Need your opinion (or help) on a jetter call I just got. Have any of you cleaned a 2" line with a jetter with 3/8" hose or will it work? Smallest I have done is 3" and it does fine. I had a out of town person with a 2" grease line that no one can seem to open. Don't know for sure how far through it or even how many turns. I just don't know if the 3/8" will go through 2" or if I am asking for trouble?


----------



## Shoot'N'Plumber (Apr 27, 2013)

Never tried 3/8" but I have used 1/4" many times and that can be tricky, and rarely can be pulled back under pressure. If there is a straight shot roof vent, that may work. You don't have smaller hoses?


----------



## Drain Pro (Nov 3, 2013)

I've never had success with 3/8" in a 2" line.


----------



## plbgbiz (Aug 27, 2010)

I would not put anything larger than 1/4" in a 2" line. Maybe a very short straight shot, but still risky.


----------



## Drain Pro (Nov 3, 2013)

I have to correct my above post. I meant to say that I've never had luck with a 1/4" hose in a 2" line. I've never attempted 3/8".


----------



## gear junkie (Jun 20, 2008)

I'd go with 1/4 if a straight shot and 3/16 if around a lot of turns.


----------



## Epox (Sep 19, 2010)

I got my 5/16 with rotary head through a 2" line a few weeks ago. Think it was a grease blockage.


----------



## PPRI (Aug 27, 2013)

What 5/16 hose are you guys using? I searched online for an hour and didn't find anything. I was gonna set up another jumper reel.


----------



## Epox (Sep 19, 2010)

PPRI said:


> What 5/16 hose are you guys using? I searched online for an hour and didn't find anything. I was gonna set up another jumper reel.


I got it from Craigs Affordable Tools. http://affordabletool.com/
Gear told me about them and advised me on my jetter build. Give them a call. Very helpful people.


----------



## gear junkie (Jun 20, 2008)

Epox said:


> I got it from Craigs Affordable Tools. http://affordabletool.com/
> Gear told me about them and advised me on my jetter build. Give them a call. Very helpful people.

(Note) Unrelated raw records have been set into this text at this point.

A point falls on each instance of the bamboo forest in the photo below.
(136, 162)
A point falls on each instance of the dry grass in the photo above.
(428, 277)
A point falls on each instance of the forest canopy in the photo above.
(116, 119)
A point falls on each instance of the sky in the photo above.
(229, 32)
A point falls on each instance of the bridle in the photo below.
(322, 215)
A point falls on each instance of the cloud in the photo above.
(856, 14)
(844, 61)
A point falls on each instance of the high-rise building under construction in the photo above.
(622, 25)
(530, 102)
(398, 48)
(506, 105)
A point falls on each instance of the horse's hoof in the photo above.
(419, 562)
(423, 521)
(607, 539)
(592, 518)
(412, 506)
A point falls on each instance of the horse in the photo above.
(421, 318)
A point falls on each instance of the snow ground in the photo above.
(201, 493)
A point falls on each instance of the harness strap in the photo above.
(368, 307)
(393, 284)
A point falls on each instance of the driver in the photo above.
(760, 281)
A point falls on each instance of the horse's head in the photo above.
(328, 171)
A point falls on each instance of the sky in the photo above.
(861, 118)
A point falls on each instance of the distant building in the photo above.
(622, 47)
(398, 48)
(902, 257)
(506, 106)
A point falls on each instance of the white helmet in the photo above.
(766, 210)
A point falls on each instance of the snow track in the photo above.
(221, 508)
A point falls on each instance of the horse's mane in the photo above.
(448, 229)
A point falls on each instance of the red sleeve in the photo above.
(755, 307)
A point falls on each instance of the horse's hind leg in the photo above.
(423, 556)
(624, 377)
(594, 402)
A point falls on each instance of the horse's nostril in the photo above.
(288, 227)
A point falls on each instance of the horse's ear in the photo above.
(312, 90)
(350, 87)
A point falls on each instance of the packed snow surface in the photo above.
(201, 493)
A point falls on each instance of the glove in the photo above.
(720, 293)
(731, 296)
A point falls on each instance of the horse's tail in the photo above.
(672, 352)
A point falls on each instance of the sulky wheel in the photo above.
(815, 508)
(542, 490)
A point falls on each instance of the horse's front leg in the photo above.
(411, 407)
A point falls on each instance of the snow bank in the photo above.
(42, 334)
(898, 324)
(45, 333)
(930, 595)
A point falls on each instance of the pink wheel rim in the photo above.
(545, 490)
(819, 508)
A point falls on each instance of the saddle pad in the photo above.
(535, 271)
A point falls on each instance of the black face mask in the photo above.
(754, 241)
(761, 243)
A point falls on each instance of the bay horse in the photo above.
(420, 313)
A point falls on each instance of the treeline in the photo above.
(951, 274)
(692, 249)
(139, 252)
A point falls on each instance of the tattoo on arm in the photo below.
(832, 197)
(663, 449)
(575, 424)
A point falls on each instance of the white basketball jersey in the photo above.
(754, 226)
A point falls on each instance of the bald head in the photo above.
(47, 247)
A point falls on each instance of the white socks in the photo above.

Ask for Amanda and tell her it's the same 5/16 hose that Ben from California buys.....she'll know what you mean.


----------



## PPRI (Aug 27, 2013)

They don't have 5/16 listed on their website either. Is it Scheiffer hose Ben?


----------



## Epox (Sep 19, 2010)

I think that's right but they don't list it as they are just getting into jetting stuff. Amanda will know exactly what you want.


----------



## gear junkie (Jun 20, 2008)

PPRI said:


> They don't have 5/16 listed on their website either. Is it Scheiffer hose Ben?


Yuppers.


----------